# Press bucket hats with flatbed press?



## scooterboi (Sep 11, 2011)

Hey guys ( First post  ) , I'm new to the world of t-shirts and have started small with a standard flatbed heat press and a vinyl plotter, nothing too fancy. Ive been creating custom shirts for customers for a few months now and its all been going well. 

One of my customers is interested in getting some hats pressed for a cricket team and now im a bit stuck as to how i would press them. I know that caps need to be pressed in a cap press , but what about bucket hats? can they be successfully pressed in a flat bed press? since they can be flattened out? 

Any help is greatly appreciated 

Thanks in advance

Scott - NinjaFox clothing


----------



## flamer (Dec 28, 2009)

I have pressed a whole bunch of crazy stuff in a flat heat press, (sailor hats included). however getting the alignment right is difficult and for large quantities you will be off on a lot of them.

I would suggest you try and cover the cost of a hat press with this first job and then you have it sitting there for your next job.


----------



## scooterboi (Sep 11, 2011)

Thanks! what sort of cost would i be looking at for a hat press?


----------



## flamer (Dec 28, 2009)

Depends where you are, if your in America I would be getting a second hand one off ebay. You can get combo ones aswell, a small flat heat press, hat press and mug press combo for pretty cheap.


----------



## adam hans (May 25, 2010)

Well I know it can be done since other cricket supplies companies are offering it.

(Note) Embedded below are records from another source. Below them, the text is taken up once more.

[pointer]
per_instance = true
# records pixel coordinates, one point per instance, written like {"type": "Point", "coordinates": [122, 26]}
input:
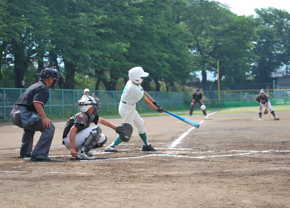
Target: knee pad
{"type": "Point", "coordinates": [101, 144]}
{"type": "Point", "coordinates": [92, 140]}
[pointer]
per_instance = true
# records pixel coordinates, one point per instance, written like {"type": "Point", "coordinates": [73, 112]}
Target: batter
{"type": "Point", "coordinates": [264, 102]}
{"type": "Point", "coordinates": [132, 93]}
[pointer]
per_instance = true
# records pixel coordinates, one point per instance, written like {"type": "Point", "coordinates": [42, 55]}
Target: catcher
{"type": "Point", "coordinates": [78, 136]}
{"type": "Point", "coordinates": [132, 93]}
{"type": "Point", "coordinates": [197, 97]}
{"type": "Point", "coordinates": [264, 102]}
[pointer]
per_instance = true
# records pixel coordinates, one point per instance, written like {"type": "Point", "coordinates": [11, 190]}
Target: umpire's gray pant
{"type": "Point", "coordinates": [43, 145]}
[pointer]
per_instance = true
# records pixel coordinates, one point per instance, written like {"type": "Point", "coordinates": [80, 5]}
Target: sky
{"type": "Point", "coordinates": [247, 8]}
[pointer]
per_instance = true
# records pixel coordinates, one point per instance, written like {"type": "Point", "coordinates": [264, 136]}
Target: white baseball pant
{"type": "Point", "coordinates": [80, 138]}
{"type": "Point", "coordinates": [130, 115]}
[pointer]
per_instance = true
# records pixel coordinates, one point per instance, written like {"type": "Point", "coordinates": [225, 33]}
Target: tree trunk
{"type": "Point", "coordinates": [20, 64]}
{"type": "Point", "coordinates": [157, 84]}
{"type": "Point", "coordinates": [69, 75]}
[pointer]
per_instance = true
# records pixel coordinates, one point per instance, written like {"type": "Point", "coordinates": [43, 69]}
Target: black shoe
{"type": "Point", "coordinates": [148, 148]}
{"type": "Point", "coordinates": [24, 155]}
{"type": "Point", "coordinates": [39, 157]}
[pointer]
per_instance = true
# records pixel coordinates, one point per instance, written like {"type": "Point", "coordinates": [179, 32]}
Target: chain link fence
{"type": "Point", "coordinates": [63, 103]}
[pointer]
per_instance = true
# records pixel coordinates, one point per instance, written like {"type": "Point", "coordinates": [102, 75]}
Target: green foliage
{"type": "Point", "coordinates": [172, 40]}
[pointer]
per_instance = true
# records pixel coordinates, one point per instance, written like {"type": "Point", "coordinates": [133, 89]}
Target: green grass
{"type": "Point", "coordinates": [277, 108]}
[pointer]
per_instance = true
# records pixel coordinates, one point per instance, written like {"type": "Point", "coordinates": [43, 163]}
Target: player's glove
{"type": "Point", "coordinates": [125, 131]}
{"type": "Point", "coordinates": [156, 104]}
{"type": "Point", "coordinates": [160, 110]}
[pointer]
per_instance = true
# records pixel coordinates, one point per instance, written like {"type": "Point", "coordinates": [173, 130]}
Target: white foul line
{"type": "Point", "coordinates": [182, 136]}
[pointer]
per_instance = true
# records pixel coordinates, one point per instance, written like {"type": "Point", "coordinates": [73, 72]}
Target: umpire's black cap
{"type": "Point", "coordinates": [49, 72]}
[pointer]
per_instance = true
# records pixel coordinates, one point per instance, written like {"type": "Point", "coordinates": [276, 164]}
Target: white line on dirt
{"type": "Point", "coordinates": [144, 173]}
{"type": "Point", "coordinates": [182, 136]}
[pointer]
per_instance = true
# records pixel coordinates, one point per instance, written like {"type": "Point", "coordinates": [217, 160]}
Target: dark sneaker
{"type": "Point", "coordinates": [24, 155]}
{"type": "Point", "coordinates": [84, 156]}
{"type": "Point", "coordinates": [110, 149]}
{"type": "Point", "coordinates": [39, 157]}
{"type": "Point", "coordinates": [148, 148]}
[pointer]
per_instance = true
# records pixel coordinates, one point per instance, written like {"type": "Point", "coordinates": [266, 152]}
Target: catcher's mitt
{"type": "Point", "coordinates": [125, 131]}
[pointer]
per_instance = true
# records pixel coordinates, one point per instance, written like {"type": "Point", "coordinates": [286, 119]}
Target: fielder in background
{"type": "Point", "coordinates": [197, 97]}
{"type": "Point", "coordinates": [132, 93]}
{"type": "Point", "coordinates": [28, 114]}
{"type": "Point", "coordinates": [264, 102]}
{"type": "Point", "coordinates": [78, 136]}
{"type": "Point", "coordinates": [86, 92]}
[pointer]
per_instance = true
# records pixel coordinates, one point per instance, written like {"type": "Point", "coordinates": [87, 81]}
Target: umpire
{"type": "Point", "coordinates": [196, 97]}
{"type": "Point", "coordinates": [28, 114]}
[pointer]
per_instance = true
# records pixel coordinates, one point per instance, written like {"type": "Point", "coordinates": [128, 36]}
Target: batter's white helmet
{"type": "Point", "coordinates": [136, 73]}
{"type": "Point", "coordinates": [86, 90]}
{"type": "Point", "coordinates": [86, 102]}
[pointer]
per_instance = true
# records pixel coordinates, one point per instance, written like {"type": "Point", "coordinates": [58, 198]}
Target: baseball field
{"type": "Point", "coordinates": [232, 160]}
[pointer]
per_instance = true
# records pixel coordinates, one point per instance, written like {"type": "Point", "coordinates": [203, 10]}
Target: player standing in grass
{"type": "Point", "coordinates": [264, 102]}
{"type": "Point", "coordinates": [132, 93]}
{"type": "Point", "coordinates": [196, 97]}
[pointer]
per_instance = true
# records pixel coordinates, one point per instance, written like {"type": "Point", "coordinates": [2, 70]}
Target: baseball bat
{"type": "Point", "coordinates": [185, 120]}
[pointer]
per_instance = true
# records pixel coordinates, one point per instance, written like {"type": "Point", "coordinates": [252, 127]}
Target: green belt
{"type": "Point", "coordinates": [126, 103]}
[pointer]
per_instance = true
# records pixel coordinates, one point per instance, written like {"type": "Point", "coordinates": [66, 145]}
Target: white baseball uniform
{"type": "Point", "coordinates": [81, 137]}
{"type": "Point", "coordinates": [132, 93]}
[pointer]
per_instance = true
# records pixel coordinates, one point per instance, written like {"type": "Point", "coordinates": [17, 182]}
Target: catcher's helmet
{"type": "Point", "coordinates": [50, 72]}
{"type": "Point", "coordinates": [86, 90]}
{"type": "Point", "coordinates": [86, 102]}
{"type": "Point", "coordinates": [136, 73]}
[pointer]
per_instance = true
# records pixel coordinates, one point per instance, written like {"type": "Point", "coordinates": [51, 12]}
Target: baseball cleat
{"type": "Point", "coordinates": [110, 149]}
{"type": "Point", "coordinates": [148, 148]}
{"type": "Point", "coordinates": [84, 156]}
{"type": "Point", "coordinates": [39, 158]}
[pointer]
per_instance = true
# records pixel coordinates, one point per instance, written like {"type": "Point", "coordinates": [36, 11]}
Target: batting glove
{"type": "Point", "coordinates": [156, 104]}
{"type": "Point", "coordinates": [160, 110]}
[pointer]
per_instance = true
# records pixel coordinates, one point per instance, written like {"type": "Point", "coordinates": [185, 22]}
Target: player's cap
{"type": "Point", "coordinates": [49, 72]}
{"type": "Point", "coordinates": [86, 90]}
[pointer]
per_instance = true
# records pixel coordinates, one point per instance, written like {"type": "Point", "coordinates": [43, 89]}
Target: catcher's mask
{"type": "Point", "coordinates": [50, 72]}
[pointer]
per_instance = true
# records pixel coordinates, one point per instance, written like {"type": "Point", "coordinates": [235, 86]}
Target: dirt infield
{"type": "Point", "coordinates": [234, 160]}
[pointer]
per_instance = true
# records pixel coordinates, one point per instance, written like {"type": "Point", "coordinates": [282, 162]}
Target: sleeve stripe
{"type": "Point", "coordinates": [39, 102]}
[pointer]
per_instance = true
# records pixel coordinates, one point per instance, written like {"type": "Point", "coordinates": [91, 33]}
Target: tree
{"type": "Point", "coordinates": [218, 34]}
{"type": "Point", "coordinates": [273, 47]}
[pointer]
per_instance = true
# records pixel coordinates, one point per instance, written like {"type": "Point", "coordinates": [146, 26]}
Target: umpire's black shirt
{"type": "Point", "coordinates": [36, 93]}
{"type": "Point", "coordinates": [197, 97]}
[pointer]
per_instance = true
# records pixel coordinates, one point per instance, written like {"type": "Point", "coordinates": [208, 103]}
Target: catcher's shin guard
{"type": "Point", "coordinates": [92, 140]}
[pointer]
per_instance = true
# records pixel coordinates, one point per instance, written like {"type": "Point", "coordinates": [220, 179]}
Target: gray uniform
{"type": "Point", "coordinates": [25, 116]}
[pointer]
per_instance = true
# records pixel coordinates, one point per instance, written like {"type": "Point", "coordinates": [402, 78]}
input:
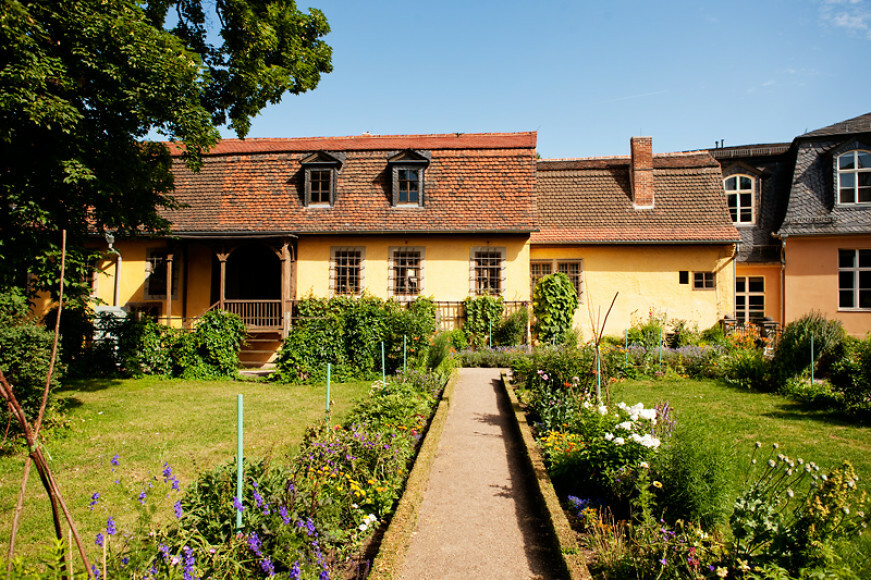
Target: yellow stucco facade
{"type": "Point", "coordinates": [446, 263]}
{"type": "Point", "coordinates": [811, 280]}
{"type": "Point", "coordinates": [647, 278]}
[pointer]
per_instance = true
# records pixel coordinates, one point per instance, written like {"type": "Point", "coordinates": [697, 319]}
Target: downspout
{"type": "Point", "coordinates": [116, 297]}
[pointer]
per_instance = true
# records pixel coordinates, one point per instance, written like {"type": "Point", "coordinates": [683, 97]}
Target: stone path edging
{"type": "Point", "coordinates": [563, 532]}
{"type": "Point", "coordinates": [394, 544]}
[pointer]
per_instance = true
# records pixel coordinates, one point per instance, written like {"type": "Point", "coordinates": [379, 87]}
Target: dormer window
{"type": "Point", "coordinates": [740, 195]}
{"type": "Point", "coordinates": [321, 172]}
{"type": "Point", "coordinates": [407, 178]}
{"type": "Point", "coordinates": [854, 177]}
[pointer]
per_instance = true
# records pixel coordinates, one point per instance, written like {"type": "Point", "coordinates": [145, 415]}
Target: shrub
{"type": "Point", "coordinates": [793, 353]}
{"type": "Point", "coordinates": [554, 301]}
{"type": "Point", "coordinates": [482, 315]}
{"type": "Point", "coordinates": [25, 354]}
{"type": "Point", "coordinates": [512, 329]}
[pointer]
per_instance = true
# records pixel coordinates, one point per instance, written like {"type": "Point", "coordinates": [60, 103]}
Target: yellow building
{"type": "Point", "coordinates": [652, 230]}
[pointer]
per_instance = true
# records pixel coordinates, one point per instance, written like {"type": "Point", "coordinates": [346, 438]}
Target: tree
{"type": "Point", "coordinates": [83, 83]}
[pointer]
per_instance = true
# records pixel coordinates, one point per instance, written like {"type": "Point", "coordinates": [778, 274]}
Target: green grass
{"type": "Point", "coordinates": [190, 425]}
{"type": "Point", "coordinates": [743, 417]}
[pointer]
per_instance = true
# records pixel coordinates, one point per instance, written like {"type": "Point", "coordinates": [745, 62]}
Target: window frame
{"type": "Point", "coordinates": [495, 253]}
{"type": "Point", "coordinates": [737, 193]}
{"type": "Point", "coordinates": [747, 293]}
{"type": "Point", "coordinates": [335, 269]}
{"type": "Point", "coordinates": [155, 261]}
{"type": "Point", "coordinates": [855, 172]}
{"type": "Point", "coordinates": [855, 289]}
{"type": "Point", "coordinates": [393, 267]}
{"type": "Point", "coordinates": [708, 281]}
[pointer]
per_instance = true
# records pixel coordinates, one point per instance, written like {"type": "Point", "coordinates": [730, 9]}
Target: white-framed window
{"type": "Point", "coordinates": [741, 198]}
{"type": "Point", "coordinates": [854, 279]}
{"type": "Point", "coordinates": [703, 280]}
{"type": "Point", "coordinates": [405, 272]}
{"type": "Point", "coordinates": [487, 271]}
{"type": "Point", "coordinates": [854, 177]}
{"type": "Point", "coordinates": [155, 274]}
{"type": "Point", "coordinates": [346, 271]}
{"type": "Point", "coordinates": [573, 269]}
{"type": "Point", "coordinates": [749, 298]}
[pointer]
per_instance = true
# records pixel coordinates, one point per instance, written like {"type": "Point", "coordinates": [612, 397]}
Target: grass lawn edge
{"type": "Point", "coordinates": [394, 545]}
{"type": "Point", "coordinates": [564, 535]}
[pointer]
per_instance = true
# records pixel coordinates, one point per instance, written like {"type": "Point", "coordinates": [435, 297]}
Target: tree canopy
{"type": "Point", "coordinates": [83, 83]}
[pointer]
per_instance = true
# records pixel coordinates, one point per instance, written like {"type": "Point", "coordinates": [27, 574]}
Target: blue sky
{"type": "Point", "coordinates": [587, 75]}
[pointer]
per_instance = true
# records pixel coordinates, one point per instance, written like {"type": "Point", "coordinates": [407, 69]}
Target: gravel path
{"type": "Point", "coordinates": [478, 518]}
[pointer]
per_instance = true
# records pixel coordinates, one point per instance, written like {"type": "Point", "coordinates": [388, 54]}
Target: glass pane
{"type": "Point", "coordinates": [846, 258]}
{"type": "Point", "coordinates": [846, 161]}
{"type": "Point", "coordinates": [845, 280]}
{"type": "Point", "coordinates": [845, 299]}
{"type": "Point", "coordinates": [757, 284]}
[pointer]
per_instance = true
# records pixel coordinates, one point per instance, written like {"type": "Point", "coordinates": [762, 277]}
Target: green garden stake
{"type": "Point", "coordinates": [329, 368]}
{"type": "Point", "coordinates": [812, 359]}
{"type": "Point", "coordinates": [598, 374]}
{"type": "Point", "coordinates": [239, 460]}
{"type": "Point", "coordinates": [660, 350]}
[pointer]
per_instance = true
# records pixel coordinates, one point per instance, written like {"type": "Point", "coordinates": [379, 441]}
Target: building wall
{"type": "Point", "coordinates": [647, 279]}
{"type": "Point", "coordinates": [811, 279]}
{"type": "Point", "coordinates": [446, 263]}
{"type": "Point", "coordinates": [772, 272]}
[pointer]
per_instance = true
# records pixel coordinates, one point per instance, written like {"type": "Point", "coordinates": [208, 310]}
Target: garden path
{"type": "Point", "coordinates": [478, 518]}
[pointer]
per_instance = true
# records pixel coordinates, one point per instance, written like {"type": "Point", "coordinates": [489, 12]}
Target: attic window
{"type": "Point", "coordinates": [407, 170]}
{"type": "Point", "coordinates": [321, 173]}
{"type": "Point", "coordinates": [854, 177]}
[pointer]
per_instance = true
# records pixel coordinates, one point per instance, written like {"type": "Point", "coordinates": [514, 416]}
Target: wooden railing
{"type": "Point", "coordinates": [256, 314]}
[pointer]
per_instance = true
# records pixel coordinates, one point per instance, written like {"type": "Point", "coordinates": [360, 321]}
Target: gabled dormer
{"type": "Point", "coordinates": [407, 177]}
{"type": "Point", "coordinates": [851, 172]}
{"type": "Point", "coordinates": [321, 172]}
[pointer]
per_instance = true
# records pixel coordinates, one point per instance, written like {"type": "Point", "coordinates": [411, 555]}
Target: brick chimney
{"type": "Point", "coordinates": [642, 171]}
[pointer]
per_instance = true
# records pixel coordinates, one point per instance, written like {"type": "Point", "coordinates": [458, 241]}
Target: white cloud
{"type": "Point", "coordinates": [851, 15]}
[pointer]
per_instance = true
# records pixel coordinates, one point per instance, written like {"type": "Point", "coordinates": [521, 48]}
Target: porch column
{"type": "Point", "coordinates": [168, 300]}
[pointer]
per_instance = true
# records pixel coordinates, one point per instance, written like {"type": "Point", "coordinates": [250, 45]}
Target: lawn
{"type": "Point", "coordinates": [148, 422]}
{"type": "Point", "coordinates": [742, 417]}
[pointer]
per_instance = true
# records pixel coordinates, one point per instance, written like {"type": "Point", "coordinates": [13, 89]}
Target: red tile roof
{"type": "Point", "coordinates": [473, 183]}
{"type": "Point", "coordinates": [587, 201]}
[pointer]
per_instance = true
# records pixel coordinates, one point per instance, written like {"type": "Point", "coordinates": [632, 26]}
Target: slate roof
{"type": "Point", "coordinates": [587, 201]}
{"type": "Point", "coordinates": [812, 209]}
{"type": "Point", "coordinates": [473, 183]}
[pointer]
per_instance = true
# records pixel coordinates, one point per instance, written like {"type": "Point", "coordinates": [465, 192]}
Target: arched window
{"type": "Point", "coordinates": [740, 194]}
{"type": "Point", "coordinates": [854, 177]}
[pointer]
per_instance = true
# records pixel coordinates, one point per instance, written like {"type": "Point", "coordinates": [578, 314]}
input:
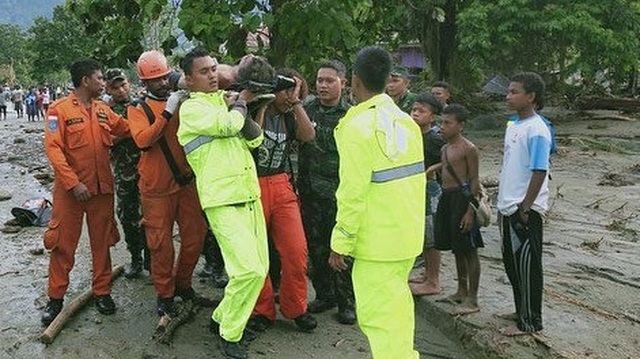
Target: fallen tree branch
{"type": "Point", "coordinates": [69, 310]}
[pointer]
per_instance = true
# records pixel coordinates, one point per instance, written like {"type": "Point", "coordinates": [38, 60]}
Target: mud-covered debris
{"type": "Point", "coordinates": [36, 251]}
{"type": "Point", "coordinates": [4, 195]}
{"type": "Point", "coordinates": [593, 245]}
{"type": "Point", "coordinates": [12, 222]}
{"type": "Point", "coordinates": [33, 130]}
{"type": "Point", "coordinates": [614, 180]}
{"type": "Point", "coordinates": [11, 229]}
{"type": "Point", "coordinates": [44, 178]}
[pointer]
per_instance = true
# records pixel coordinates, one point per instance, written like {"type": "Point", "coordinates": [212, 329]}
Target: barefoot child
{"type": "Point", "coordinates": [455, 226]}
{"type": "Point", "coordinates": [522, 198]}
{"type": "Point", "coordinates": [424, 112]}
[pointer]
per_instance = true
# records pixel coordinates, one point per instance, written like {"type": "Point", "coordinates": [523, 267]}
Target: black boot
{"type": "Point", "coordinates": [320, 305]}
{"type": "Point", "coordinates": [306, 322]}
{"type": "Point", "coordinates": [105, 305]}
{"type": "Point", "coordinates": [346, 315]}
{"type": "Point", "coordinates": [51, 311]}
{"type": "Point", "coordinates": [135, 268]}
{"type": "Point", "coordinates": [206, 271]}
{"type": "Point", "coordinates": [147, 260]}
{"type": "Point", "coordinates": [165, 306]}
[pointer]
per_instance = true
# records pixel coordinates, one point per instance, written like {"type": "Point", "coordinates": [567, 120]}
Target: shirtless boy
{"type": "Point", "coordinates": [424, 112]}
{"type": "Point", "coordinates": [455, 226]}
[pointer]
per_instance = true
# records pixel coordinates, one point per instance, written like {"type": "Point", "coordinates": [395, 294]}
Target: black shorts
{"type": "Point", "coordinates": [451, 208]}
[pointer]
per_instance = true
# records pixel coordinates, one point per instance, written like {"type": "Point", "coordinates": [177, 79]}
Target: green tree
{"type": "Point", "coordinates": [57, 43]}
{"type": "Point", "coordinates": [590, 37]}
{"type": "Point", "coordinates": [14, 53]}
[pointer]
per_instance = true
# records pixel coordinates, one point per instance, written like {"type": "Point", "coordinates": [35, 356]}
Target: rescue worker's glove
{"type": "Point", "coordinates": [173, 102]}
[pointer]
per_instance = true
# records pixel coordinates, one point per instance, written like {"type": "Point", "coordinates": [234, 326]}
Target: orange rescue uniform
{"type": "Point", "coordinates": [164, 201]}
{"type": "Point", "coordinates": [77, 142]}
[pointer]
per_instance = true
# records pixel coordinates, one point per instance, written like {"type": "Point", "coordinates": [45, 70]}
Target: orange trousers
{"type": "Point", "coordinates": [63, 235]}
{"type": "Point", "coordinates": [284, 225]}
{"type": "Point", "coordinates": [159, 215]}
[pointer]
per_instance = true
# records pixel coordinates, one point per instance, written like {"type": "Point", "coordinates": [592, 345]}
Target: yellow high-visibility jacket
{"type": "Point", "coordinates": [218, 154]}
{"type": "Point", "coordinates": [381, 209]}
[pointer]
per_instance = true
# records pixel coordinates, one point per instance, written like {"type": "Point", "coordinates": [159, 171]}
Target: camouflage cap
{"type": "Point", "coordinates": [399, 71]}
{"type": "Point", "coordinates": [112, 75]}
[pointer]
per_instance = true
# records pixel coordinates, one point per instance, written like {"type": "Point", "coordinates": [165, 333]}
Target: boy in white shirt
{"type": "Point", "coordinates": [523, 198]}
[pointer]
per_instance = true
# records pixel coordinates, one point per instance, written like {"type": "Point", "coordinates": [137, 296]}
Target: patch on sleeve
{"type": "Point", "coordinates": [53, 123]}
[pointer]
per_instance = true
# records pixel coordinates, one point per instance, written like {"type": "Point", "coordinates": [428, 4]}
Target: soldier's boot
{"type": "Point", "coordinates": [134, 270]}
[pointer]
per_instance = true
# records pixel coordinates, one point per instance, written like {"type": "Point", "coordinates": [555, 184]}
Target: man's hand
{"type": "Point", "coordinates": [337, 262]}
{"type": "Point", "coordinates": [81, 192]}
{"type": "Point", "coordinates": [246, 96]}
{"type": "Point", "coordinates": [523, 214]}
{"type": "Point", "coordinates": [467, 220]}
{"type": "Point", "coordinates": [174, 101]}
{"type": "Point", "coordinates": [293, 96]}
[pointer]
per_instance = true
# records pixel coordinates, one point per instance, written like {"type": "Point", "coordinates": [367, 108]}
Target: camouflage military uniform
{"type": "Point", "coordinates": [405, 102]}
{"type": "Point", "coordinates": [124, 159]}
{"type": "Point", "coordinates": [317, 184]}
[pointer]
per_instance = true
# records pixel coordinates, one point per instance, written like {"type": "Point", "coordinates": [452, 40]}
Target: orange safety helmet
{"type": "Point", "coordinates": [151, 65]}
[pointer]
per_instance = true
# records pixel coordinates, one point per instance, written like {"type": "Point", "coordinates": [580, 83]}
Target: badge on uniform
{"type": "Point", "coordinates": [53, 123]}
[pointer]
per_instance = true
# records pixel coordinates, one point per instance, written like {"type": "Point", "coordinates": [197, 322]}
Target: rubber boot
{"type": "Point", "coordinates": [135, 268]}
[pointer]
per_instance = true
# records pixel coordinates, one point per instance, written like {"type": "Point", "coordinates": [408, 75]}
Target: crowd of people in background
{"type": "Point", "coordinates": [210, 148]}
{"type": "Point", "coordinates": [32, 101]}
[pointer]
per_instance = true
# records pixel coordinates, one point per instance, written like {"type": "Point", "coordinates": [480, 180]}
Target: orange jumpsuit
{"type": "Point", "coordinates": [77, 142]}
{"type": "Point", "coordinates": [164, 201]}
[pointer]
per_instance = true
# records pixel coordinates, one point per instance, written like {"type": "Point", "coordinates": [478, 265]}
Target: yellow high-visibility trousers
{"type": "Point", "coordinates": [242, 235]}
{"type": "Point", "coordinates": [385, 307]}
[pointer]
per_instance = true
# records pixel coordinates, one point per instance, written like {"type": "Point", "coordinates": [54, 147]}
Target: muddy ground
{"type": "Point", "coordinates": [127, 334]}
{"type": "Point", "coordinates": [591, 259]}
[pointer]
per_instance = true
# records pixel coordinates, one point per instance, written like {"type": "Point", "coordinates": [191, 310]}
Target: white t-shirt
{"type": "Point", "coordinates": [527, 145]}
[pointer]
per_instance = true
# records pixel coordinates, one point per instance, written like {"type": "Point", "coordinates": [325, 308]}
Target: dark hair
{"type": "Point", "coordinates": [458, 111]}
{"type": "Point", "coordinates": [372, 66]}
{"type": "Point", "coordinates": [256, 69]}
{"type": "Point", "coordinates": [442, 84]}
{"type": "Point", "coordinates": [187, 63]}
{"type": "Point", "coordinates": [288, 72]}
{"type": "Point", "coordinates": [337, 65]}
{"type": "Point", "coordinates": [83, 68]}
{"type": "Point", "coordinates": [532, 82]}
{"type": "Point", "coordinates": [429, 100]}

I have not tried the bucket caps my self but don't see why it will be a problem - just like you load a baseball cap on the cap heat press you do the same thing - bucket hats also have a front flat space and its not hard to get the transfer on it


----------



## jean518 (Sep 23, 2009)

Yes, it would be very simple with a hat press. A flat press - can be done. I would put a pillow inside to help with creasing. I managed to get a rhinestone design on the front of a visor in a flat press. Took some doing but it did work.


----------